In essence, the Nubians still live in Kibera as squatters with no legal entitlement to the land. The committee feels this is unjustified since Nubians were the original inhabitants of the land whose villages were demolished to create room for the estates.

Open spaces left behind after the demolitions of the villages were later occupied by migrants who constructed shanties, making Kibera the huge slum it is today, with no physical development plan, sewerage services or access roads. Kibera is home of the "flying toilet" phenomenon – until Oxfam led a recent campaign to build toilets in the area, many residents had resorted to defecating in polythene bags and then hurling them as far away from their own dwellings as possible.

Today, the remaining land in Kibera proper, on which the slum is constructed, is a mere 300 acres. The Nubians are largely settled in Toi, Makina, Lindi, Kambi Lendu, Kambu Aluru, Kambi Muru, Mashimoni and Makongeni and have been claiming entitlement to these areas.

Nubians are to be found in almost all the major towns of Kenya. In Kisumu, they have settled in Kibos, Kibigori and Kendu Bay. And just as in Kibera, a characteristic phenomenon in most of these areas has been the constant disruption of the Nubians’ livelihoods and their almost incessant relocation to other areas.

For instance, the Nubians living near Kibos Railway Station in Kisumu had earlier been settled in old Kisumu town, in the area where the Kisumu airport is located today. When the colonial government wanted to expand the airport, it moved the Nubians to the area now called Nubian Estate in Kisumu town, where it constructed some 40 housing units. Each of the units was designed to be inhabited by two Nubian families. But owing to cultural considerations, many refused to take up the offer, claiming that the houses were not sufficient for their needs. 

However, 15 families agreed to move to the area.
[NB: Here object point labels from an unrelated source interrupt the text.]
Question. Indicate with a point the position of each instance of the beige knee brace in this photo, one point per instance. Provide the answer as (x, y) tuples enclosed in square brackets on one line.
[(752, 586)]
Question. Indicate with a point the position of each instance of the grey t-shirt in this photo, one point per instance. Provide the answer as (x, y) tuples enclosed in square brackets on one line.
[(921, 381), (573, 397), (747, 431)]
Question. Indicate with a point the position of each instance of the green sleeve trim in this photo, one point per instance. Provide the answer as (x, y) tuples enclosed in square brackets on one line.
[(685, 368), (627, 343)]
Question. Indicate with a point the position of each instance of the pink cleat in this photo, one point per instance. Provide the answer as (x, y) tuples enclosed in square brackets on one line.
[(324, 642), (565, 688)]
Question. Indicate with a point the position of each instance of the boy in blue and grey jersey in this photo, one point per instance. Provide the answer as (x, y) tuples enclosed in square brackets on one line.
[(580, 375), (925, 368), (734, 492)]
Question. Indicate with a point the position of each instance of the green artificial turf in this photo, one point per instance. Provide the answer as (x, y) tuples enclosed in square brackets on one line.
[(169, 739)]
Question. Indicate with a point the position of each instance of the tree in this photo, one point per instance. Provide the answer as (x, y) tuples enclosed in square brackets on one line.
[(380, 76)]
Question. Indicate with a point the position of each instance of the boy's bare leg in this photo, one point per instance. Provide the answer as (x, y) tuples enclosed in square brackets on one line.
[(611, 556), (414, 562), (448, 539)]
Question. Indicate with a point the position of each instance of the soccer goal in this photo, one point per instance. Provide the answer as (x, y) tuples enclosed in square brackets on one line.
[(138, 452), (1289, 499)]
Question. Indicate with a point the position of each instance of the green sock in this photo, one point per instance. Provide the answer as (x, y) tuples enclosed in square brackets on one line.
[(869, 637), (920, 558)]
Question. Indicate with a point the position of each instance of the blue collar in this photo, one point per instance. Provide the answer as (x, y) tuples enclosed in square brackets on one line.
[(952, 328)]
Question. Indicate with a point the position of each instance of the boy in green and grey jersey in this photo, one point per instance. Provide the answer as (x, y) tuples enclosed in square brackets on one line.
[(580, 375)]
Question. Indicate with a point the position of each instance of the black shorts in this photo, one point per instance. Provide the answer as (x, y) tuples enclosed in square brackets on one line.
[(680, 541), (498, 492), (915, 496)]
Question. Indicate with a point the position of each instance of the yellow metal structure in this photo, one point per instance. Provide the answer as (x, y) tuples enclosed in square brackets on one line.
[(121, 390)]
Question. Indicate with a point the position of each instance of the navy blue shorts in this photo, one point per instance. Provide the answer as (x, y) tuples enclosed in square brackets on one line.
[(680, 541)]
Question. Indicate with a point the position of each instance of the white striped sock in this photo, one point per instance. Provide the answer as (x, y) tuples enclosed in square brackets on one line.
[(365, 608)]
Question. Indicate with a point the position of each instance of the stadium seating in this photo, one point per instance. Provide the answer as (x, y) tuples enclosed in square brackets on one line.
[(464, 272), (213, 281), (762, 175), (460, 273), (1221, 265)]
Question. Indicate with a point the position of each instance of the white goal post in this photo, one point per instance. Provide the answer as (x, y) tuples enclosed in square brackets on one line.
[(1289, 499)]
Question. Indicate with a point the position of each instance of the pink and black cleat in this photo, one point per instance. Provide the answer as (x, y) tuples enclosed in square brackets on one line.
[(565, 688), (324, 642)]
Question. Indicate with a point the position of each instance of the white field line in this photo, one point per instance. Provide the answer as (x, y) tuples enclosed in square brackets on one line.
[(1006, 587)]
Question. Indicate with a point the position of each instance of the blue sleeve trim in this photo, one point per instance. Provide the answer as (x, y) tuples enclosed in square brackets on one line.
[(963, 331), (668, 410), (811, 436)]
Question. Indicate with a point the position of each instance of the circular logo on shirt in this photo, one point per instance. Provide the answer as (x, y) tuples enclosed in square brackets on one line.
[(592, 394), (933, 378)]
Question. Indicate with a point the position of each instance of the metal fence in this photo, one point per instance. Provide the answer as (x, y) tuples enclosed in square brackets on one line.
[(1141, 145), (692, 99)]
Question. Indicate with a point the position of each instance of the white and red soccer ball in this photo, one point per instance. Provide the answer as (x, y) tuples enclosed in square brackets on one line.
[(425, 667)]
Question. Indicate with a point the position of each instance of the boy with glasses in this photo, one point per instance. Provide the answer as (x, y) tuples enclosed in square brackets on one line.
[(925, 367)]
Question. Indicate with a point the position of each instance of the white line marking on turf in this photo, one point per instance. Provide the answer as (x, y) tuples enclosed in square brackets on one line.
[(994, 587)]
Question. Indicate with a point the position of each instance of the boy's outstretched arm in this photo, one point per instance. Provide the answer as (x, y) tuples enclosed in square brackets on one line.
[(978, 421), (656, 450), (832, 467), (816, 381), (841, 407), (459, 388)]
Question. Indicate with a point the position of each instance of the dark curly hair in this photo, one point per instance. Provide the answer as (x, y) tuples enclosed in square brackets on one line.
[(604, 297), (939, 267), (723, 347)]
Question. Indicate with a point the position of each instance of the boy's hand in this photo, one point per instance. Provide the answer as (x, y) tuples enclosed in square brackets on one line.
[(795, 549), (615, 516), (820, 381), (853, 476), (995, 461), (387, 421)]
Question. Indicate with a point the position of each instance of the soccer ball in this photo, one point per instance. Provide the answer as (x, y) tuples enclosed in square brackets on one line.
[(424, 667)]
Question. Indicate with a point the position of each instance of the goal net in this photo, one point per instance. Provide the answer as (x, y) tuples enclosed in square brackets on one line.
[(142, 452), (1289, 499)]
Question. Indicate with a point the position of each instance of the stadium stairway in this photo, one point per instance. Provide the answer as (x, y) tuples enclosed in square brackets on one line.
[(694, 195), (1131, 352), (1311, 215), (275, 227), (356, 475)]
The rest were given the option of settling in the area next to the Kibos Railway Station where they were required to construct their own houses. This is the original community that settled on 14 acres at Kibos in 1937. 

But, again, the Nubian community in Kibos was never officially allocated the land and has been living as squatters under constant threat of being evicted. According to the community, this threat resurfaced in 1996 when officials from the Kisumu District Survey office attempted to parcel out an industrial plot and a 40-metre road from an area where the community had constructed dwellings and a mosque. The EastAfrican is in the possession of a Part Development Plan Reference Number N6/96/26 that bears this out. According to the chairman of the Kibos Nubian Community, Saidi Juma Baballa, the Nubians have been threatened with eviction from the area on a number of occasions as well. 

On its part, the community in the Nubian Estate of Kisumu had been living in peace with its neighbours until landgrabbing became a nationwide sport in Kenya in the late 1980s. Members of the community told The EastAfrican that, last year, an army officer "invaded" the estate, claiming that all the colonial-era houses had been condemned by the government and the whole area allocated to him by the president. The man, whose name we cannot publish for legal reasons, managed to demolish four of the houses before he was stopped by the provincial administration. 

The community today lives on a number of plots covering less than three acres. In a letter signed by its leaders, Yussuf Hussein Farjalla, Idris Hussein Farjalla and Ajib Mohammed, dated January 9, the community urged the government to "issue us with letters of allotment and thereafter lease for the plots."